Manca, nella Costituzione, l’affermazione di un principio generale d’equità nella ripartizione degli averi, da perseguire in quanto tale. L’unico riferimento esplicito e concreto al problema distributivo è allo strumento fiscale: “Il sistema tributario è informato a criteri di progressività” (art. 53). Ma le vie per prevenire e per correggere una distribuzione sperequata, a monte e a valle del mercato, vanno ben oltre la tassazione progressiva. L’intero bilancio pubblico, il welfare state, l’istruzione, l’azione dello Stato in tutti i suoi strumenti dovrebbero orientarsi a questo fine. Specifico contro l’altro e più grave problema, la povertà, è l’art. 38: ”Ogni cittadino inabile al lavoro e sprovvisto dei mezzi necessari per vivere ha diritto al mantenimento e all’assistenza sociale”. Ma perché limitare il sostegno all’inabile al lavoro che al tempo stesso sia a rischio d’inedia, e non estenderlo a ogni cittadino che sopravvive, sì, ma in povertà assoluta?
Contrastare la sperequazione distributiva ed eliminare la povertà sono obiettivi, valori, coerenti con un’economia di mercato capitalistica, oltre che con la democrazia. Le considerazioni d’ordine morale volgono a favore di chi è posto in basso nella scala dei redditi e dei patrimoni. Volgono ancor più a favore di chi sopravvive in condizione di povertà assoluta. Ma alle considerazioni di natura etica[15] si uniscono quelle d’ordine economico. Disporre di risorse aggiuntive consente a chi ne è privo di potenziare le proprie capacità culturali e professionali, quindi di contribuire al progresso dell’intera economia. Le indagini econometriche registrano una correlazione positiva fra equità distributiva e crescita economica[16].
Imprenditorialità, concorrenza, equità sono tre valori a cui la riforma organica dell’esperienza giuridica italiana potrebbe meglio ispirarsi.

Note

13.  G. Amato, Bentornato Stato, ma, il Mulino, Bologna, 2022, p. 30.

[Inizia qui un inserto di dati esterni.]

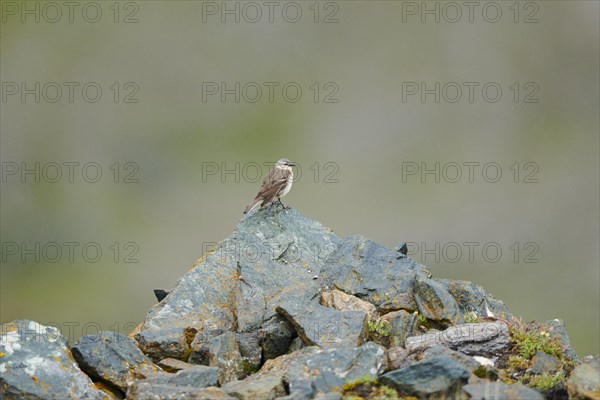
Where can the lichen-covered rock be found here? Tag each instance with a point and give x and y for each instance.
(322, 326)
(185, 384)
(312, 370)
(584, 382)
(372, 273)
(163, 392)
(257, 387)
(219, 351)
(326, 369)
(557, 330)
(477, 339)
(346, 302)
(113, 358)
(471, 297)
(401, 324)
(173, 365)
(236, 285)
(435, 302)
(439, 376)
(35, 363)
(500, 391)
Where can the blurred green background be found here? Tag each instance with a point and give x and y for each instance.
(364, 57)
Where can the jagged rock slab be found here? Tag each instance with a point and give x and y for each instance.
(162, 392)
(345, 302)
(219, 351)
(500, 391)
(401, 325)
(35, 363)
(373, 273)
(485, 338)
(313, 370)
(275, 337)
(173, 365)
(236, 285)
(322, 326)
(471, 297)
(113, 358)
(187, 382)
(256, 387)
(250, 350)
(329, 368)
(438, 376)
(557, 330)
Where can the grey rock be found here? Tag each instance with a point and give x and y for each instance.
(296, 345)
(466, 361)
(473, 298)
(235, 286)
(275, 337)
(345, 302)
(543, 363)
(480, 339)
(250, 350)
(322, 326)
(435, 302)
(584, 382)
(401, 325)
(219, 351)
(257, 387)
(35, 363)
(438, 376)
(162, 392)
(320, 371)
(328, 396)
(402, 248)
(160, 294)
(397, 357)
(185, 384)
(373, 273)
(500, 391)
(112, 358)
(164, 343)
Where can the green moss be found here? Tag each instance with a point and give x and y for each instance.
(422, 321)
(528, 342)
(379, 327)
(544, 381)
(517, 363)
(471, 317)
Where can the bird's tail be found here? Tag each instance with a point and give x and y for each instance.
(252, 205)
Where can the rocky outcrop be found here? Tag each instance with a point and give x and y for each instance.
(35, 363)
(284, 308)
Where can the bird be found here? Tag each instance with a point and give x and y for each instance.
(277, 184)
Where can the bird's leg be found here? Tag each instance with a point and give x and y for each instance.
(283, 205)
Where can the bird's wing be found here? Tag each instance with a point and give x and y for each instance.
(274, 182)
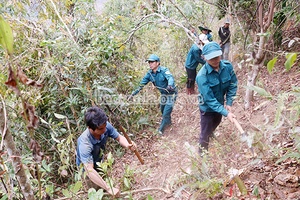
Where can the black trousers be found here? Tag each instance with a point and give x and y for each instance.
(191, 74)
(209, 122)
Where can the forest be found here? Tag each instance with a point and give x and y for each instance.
(58, 58)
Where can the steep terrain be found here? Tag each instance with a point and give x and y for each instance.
(174, 170)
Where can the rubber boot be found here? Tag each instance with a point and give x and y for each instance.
(190, 86)
(166, 121)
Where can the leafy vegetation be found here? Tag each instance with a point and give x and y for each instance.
(66, 56)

14.  J.A. Schumpeter, Funzione imprenditoriale e interesse operaio, (1927), in Id., L’imprenditore e la storia dell’impresa. Scritti 1927-1949, a cura di Alfredo Salsano, Bollati Boringhieri, Torino, 1993, p. 41.

15.  Un’anima tormentata dal problema della povertà fu quella del massimo degli scrittori (L.N. Tolstoj, Che fare, dunque?, (1882),  Fazi, Roma, 2017.

16.  Rinvio a P. Ciocca, Ricchi/Poveri. Storia della diseguaglianza, Einaudi, Torino, 2022.